GULA2Tabloid-DESA.com JAKARTA – Kementerian Perdagangan (Kemendag) telah memastikan akan kebutuhan stok dan distribusi untuk gula kristal putih (GKP) atau gula konsumsi yang berjalan dengan lancar serta lebih baik.

Diungkapkan langsung oleh Menteri Perdagangan Enggartiasto Lukita saat menginspeksi gudang PT Panen Indah Lestari di Jakarta, Kamis (27/4). Enggartiasto menjelaskan stok gula di gudang Perum Bulog dan perusahaan swasta mencapai 800 ribu ton, sedangkan tingkat konsumsi 250 ribu ton.

Pada Juni, lanjut dia, ketersediaan gula akan bertambah seiring dengan masa panen. “Stok aman, distribusi lancar. Tidak ada alasan naik. Masyarakat bisa menjalankan ibadah puasa dengan tenang,” ucap Enggartiasto.

Dirinya juga mengatakan para distributor wajib memberikan laporan terkait dengan informasi gudang, mulai lokasi, kapasitas, hingga persediaan yang ada. Langkah tersebut dilakukan untuk memudahkan proses pengawasan distribusi.

“Sekarang sudah ada puluhan produsen dan distributor yang melaporkan gudang mereka. Kalau ada yang tidak melaporkan dan saat kami periksa ada bahan pokok, akan kami tutup. Kami anggap itu penimbunan dan ilegal,” tegasnya.

Direktur Panen PT Indah Lestari Eddy Sutan Dinata mengatakan siap mendukung upaya pemerintah dalam menstabilkan harga gula di pasaran. “Walaupun keuntungan berkurang, kami berkomitmen membantu pemerintah,” tuturnya.

Pejabat eselon I Kemendag saat ini disebar ke berbagai wilayah untuk memantau ketersediaan dan harga bahan pokok. Dirjen Pengembangan Ekspor Nasional Kemendag Arlinda memantau sejumlah pasar tradisional di Banjarmasin, Kalimantan Selatan.

Arlinda menjelaskan, berdasarkan hasil pantauan terhadap 13 jenis bahan pokok, seperti daging sapi, ayam potong, beras, gula, dan cabai, harga masih stabil.

“Dari keseluruhan titik yang dipantau tidak ditemukan indikasi lonjakan harga. Diharapkan, harga terus stabil kendati memasuki Ramadan, Idul Fitri, dan Idul Adha. Pedagang juga mengatakan stok barang cukup untuk memenuhi kebutuhan masyarakat,” jelas Arlinda.

Lampaui HET

GULA

Sekjen Kemendag Karyanto Suprih saat di Pontianak, Kalimantan Barat, mendapati pasar ritel modern Carrefour di Pontianak menjual gula pasir di atas harga eceran tertinggi (HET). Diketahui, HET gula pasir ialah Rp12.500 per kilogram. Di sana, gula pasir dijual dengan harga Rp9.500 dalam kemasan 0,5 kg.
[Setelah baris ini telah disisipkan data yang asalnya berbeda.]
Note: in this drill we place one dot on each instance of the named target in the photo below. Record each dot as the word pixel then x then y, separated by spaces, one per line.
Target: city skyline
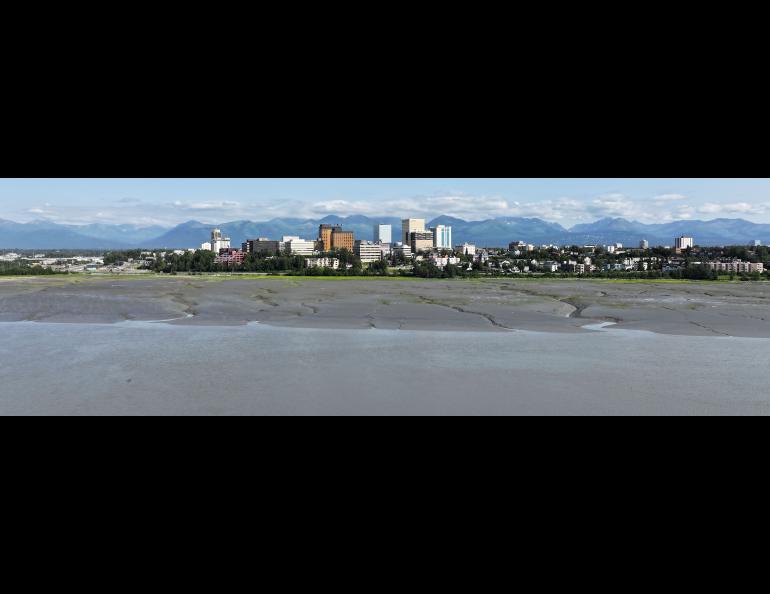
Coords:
pixel 169 202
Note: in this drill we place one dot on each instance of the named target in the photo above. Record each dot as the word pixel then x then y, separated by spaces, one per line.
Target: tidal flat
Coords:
pixel 294 346
pixel 740 309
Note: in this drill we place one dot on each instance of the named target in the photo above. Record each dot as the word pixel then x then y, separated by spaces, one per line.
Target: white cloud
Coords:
pixel 663 198
pixel 566 209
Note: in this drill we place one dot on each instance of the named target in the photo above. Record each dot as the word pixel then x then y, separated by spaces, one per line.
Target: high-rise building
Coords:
pixel 325 235
pixel 218 242
pixel 262 246
pixel 297 246
pixel 402 249
pixel 383 234
pixel 409 226
pixel 421 241
pixel 368 251
pixel 342 239
pixel 442 237
pixel 682 243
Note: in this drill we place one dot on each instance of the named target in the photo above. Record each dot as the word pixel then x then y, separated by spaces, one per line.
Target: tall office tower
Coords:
pixel 218 242
pixel 420 241
pixel 342 239
pixel 409 226
pixel 442 237
pixel 383 234
pixel 325 235
pixel 368 251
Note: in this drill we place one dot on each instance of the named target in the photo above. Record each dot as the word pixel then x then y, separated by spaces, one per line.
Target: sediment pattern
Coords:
pixel 704 309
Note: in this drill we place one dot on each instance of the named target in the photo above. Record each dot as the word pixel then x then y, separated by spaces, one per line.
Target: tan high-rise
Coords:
pixel 325 236
pixel 342 239
pixel 409 226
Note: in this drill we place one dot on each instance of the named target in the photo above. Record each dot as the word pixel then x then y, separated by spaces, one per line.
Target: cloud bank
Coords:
pixel 565 210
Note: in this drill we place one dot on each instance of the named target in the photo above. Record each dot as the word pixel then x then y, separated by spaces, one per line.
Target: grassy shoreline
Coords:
pixel 77 276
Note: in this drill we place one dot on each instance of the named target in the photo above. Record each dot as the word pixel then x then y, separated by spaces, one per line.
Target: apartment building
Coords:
pixel 409 226
pixel 342 239
pixel 333 263
pixel 368 251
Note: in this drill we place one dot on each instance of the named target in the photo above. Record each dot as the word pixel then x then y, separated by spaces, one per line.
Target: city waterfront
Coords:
pixel 146 368
pixel 297 346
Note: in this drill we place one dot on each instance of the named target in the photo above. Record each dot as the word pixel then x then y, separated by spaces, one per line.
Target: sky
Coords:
pixel 168 202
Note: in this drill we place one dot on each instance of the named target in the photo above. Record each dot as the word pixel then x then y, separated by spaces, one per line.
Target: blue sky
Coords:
pixel 168 202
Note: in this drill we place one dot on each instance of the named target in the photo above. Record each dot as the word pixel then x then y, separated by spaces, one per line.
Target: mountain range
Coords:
pixel 492 232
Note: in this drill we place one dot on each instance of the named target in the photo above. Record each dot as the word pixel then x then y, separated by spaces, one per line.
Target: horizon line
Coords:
pixel 374 220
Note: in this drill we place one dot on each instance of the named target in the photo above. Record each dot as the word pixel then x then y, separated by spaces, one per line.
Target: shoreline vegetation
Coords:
pixel 399 303
pixel 468 267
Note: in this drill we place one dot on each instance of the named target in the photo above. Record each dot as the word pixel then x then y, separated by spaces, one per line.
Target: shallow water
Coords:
pixel 147 368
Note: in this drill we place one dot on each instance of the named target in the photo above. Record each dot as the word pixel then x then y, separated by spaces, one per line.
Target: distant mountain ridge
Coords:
pixel 495 232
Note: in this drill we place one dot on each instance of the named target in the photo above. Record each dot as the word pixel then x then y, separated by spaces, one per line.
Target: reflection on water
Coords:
pixel 152 368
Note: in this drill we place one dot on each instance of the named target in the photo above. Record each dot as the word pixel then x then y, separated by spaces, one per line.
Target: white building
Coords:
pixel 383 233
pixel 333 263
pixel 409 226
pixel 218 242
pixel 442 261
pixel 402 248
pixel 298 246
pixel 442 237
pixel 367 251
pixel 549 266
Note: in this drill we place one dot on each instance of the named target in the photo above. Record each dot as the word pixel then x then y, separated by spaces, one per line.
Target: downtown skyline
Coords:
pixel 169 202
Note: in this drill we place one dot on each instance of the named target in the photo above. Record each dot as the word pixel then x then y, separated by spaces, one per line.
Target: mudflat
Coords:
pixel 740 309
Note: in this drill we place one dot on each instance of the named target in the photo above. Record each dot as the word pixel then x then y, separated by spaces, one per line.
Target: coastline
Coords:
pixel 687 308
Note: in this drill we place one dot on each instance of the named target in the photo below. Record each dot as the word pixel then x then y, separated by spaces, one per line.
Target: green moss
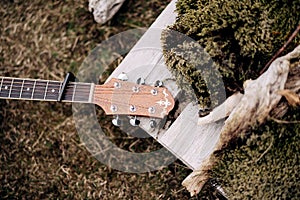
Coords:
pixel 265 165
pixel 239 36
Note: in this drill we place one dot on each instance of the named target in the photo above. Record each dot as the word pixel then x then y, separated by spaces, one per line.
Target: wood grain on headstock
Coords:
pixel 118 97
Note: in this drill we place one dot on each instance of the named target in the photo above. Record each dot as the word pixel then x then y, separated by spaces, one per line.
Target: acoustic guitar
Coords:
pixel 116 97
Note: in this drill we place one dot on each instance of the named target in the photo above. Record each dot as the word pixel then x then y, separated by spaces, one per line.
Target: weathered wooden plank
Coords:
pixel 188 141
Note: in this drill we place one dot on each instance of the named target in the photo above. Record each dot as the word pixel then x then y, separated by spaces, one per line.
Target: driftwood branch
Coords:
pixel 259 102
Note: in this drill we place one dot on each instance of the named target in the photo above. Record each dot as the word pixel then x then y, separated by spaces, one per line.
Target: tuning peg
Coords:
pixel 158 83
pixel 134 121
pixel 116 121
pixel 152 124
pixel 140 81
pixel 123 77
pixel 204 111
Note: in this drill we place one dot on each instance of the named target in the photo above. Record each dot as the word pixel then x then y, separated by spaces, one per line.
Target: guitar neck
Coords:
pixel 45 90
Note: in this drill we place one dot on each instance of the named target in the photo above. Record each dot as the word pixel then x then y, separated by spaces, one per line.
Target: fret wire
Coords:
pixel 1 84
pixel 74 90
pixel 12 81
pixel 33 89
pixel 60 85
pixel 22 88
pixel 46 90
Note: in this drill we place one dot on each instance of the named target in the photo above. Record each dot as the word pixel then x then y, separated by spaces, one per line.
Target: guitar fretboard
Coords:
pixel 31 89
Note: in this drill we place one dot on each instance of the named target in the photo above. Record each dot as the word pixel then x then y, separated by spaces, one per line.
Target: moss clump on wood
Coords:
pixel 267 166
pixel 239 36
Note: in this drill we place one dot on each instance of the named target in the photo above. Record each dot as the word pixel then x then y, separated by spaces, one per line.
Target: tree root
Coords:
pixel 259 102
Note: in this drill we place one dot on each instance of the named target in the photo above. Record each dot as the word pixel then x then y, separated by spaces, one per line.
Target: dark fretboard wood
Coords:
pixel 30 89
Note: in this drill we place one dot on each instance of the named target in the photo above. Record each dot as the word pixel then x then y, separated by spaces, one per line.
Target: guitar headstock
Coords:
pixel 118 97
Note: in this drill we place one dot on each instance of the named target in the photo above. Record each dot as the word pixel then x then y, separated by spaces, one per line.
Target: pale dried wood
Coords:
pixel 261 97
pixel 188 141
pixel 104 10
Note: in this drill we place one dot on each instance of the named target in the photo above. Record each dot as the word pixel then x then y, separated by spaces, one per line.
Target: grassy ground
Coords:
pixel 40 152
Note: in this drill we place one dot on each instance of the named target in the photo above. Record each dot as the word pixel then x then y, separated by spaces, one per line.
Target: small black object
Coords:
pixel 69 77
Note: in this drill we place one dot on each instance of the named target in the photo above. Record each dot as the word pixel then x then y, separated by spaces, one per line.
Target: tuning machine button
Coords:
pixel 153 124
pixel 116 121
pixel 158 83
pixel 123 77
pixel 134 121
pixel 140 81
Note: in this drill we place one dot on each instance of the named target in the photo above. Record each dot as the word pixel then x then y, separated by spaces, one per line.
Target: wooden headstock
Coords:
pixel 118 97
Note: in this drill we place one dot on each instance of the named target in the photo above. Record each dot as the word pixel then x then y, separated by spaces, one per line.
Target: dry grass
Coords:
pixel 41 154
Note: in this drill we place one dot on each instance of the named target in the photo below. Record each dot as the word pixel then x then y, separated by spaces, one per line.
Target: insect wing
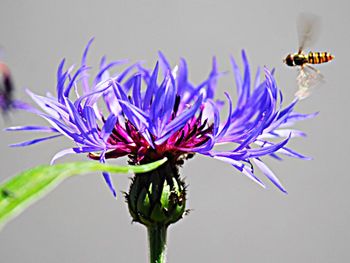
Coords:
pixel 308 26
pixel 308 79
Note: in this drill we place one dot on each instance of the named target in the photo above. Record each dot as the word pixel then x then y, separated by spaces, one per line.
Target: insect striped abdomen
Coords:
pixel 319 57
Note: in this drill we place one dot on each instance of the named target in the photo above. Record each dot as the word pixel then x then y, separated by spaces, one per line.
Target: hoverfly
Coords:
pixel 308 76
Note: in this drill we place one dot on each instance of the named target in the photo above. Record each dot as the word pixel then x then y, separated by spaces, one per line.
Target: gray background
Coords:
pixel 233 219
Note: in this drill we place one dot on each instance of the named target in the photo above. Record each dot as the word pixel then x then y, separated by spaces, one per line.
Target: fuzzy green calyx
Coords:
pixel 157 197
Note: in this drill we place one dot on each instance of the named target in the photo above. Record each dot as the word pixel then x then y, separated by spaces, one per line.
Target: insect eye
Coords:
pixel 289 60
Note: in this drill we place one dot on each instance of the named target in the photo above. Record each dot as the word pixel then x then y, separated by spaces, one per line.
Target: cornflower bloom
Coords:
pixel 137 113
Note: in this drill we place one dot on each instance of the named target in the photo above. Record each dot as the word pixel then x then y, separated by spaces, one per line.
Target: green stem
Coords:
pixel 157 243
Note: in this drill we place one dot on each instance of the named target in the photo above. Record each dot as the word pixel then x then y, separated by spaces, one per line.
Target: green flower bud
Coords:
pixel 157 197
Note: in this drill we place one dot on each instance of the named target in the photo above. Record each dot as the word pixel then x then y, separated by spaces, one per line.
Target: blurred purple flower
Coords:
pixel 143 116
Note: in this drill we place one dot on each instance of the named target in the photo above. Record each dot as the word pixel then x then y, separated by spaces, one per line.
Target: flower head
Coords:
pixel 146 115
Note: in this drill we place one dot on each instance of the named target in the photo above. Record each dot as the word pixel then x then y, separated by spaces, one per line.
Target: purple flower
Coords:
pixel 6 89
pixel 146 115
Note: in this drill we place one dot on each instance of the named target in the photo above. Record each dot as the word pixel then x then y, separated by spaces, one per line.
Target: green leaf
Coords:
pixel 22 190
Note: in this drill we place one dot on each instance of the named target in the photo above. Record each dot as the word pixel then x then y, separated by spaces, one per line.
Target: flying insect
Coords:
pixel 308 76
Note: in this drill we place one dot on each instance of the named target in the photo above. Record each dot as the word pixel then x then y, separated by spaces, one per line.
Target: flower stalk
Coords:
pixel 157 243
pixel 157 199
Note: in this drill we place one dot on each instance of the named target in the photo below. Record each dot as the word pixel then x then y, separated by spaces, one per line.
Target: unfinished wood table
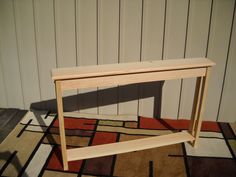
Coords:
pixel 130 73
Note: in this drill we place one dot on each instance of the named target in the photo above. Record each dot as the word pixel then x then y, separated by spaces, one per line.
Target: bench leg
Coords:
pixel 61 124
pixel 198 106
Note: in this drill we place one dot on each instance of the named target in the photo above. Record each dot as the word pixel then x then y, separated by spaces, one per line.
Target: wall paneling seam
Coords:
pixel 226 64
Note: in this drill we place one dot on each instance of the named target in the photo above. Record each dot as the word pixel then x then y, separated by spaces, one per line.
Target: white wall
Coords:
pixel 37 35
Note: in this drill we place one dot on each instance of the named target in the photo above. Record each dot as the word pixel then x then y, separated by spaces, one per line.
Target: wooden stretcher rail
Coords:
pixel 128 146
pixel 130 73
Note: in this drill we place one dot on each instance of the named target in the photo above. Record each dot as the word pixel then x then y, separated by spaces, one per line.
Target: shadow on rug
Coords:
pixel 33 148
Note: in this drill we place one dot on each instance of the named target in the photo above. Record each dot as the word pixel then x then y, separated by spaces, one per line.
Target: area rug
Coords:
pixel 33 148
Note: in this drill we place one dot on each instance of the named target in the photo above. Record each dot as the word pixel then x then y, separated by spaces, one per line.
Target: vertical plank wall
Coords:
pixel 37 35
“Tidak boleh menjual gula pasir lebih tinggi daripada HET. Merek apa saja, tidak boleh itu. Kalau mau jual (dalam kemasan) 0,5 kilogram. Totalnya harus Rp12.500 per kilogram juga,” jelas dia.

Temuan itu dia dapati saat mengunjungi pasar swalayan Carrefour di Pontianak. Karyanto meminta pengelola menarik produk itu dari penjualan. Jika tidak, mereka bakal dikenai sanksi hingga ancaman pencabutan izin operasional.

Padahal, sudah ada nota kesepahaman antara Asosiasi Pengusaha Ritel Indonesia (Aprindo) dan distributor gula, minyak goreng, serta daging beku.

Manager Carrefour Divisi Pontianak, Dedy Eko Prasetyo, berdalih belum mengetahui ketentuan HET gula pasir untuk kemasan 0,5 kilogram. Namun, dia berjanji segera menarik produk tersebut.

Sementara itu, dari Kota Mataram, Nusa Tenggara Barat (NTB), Staf Ahli Bidang Perdagangan Jasa Kemendag Lasminingsih mendapati harga barang kebutuhan pokok relatif stabil.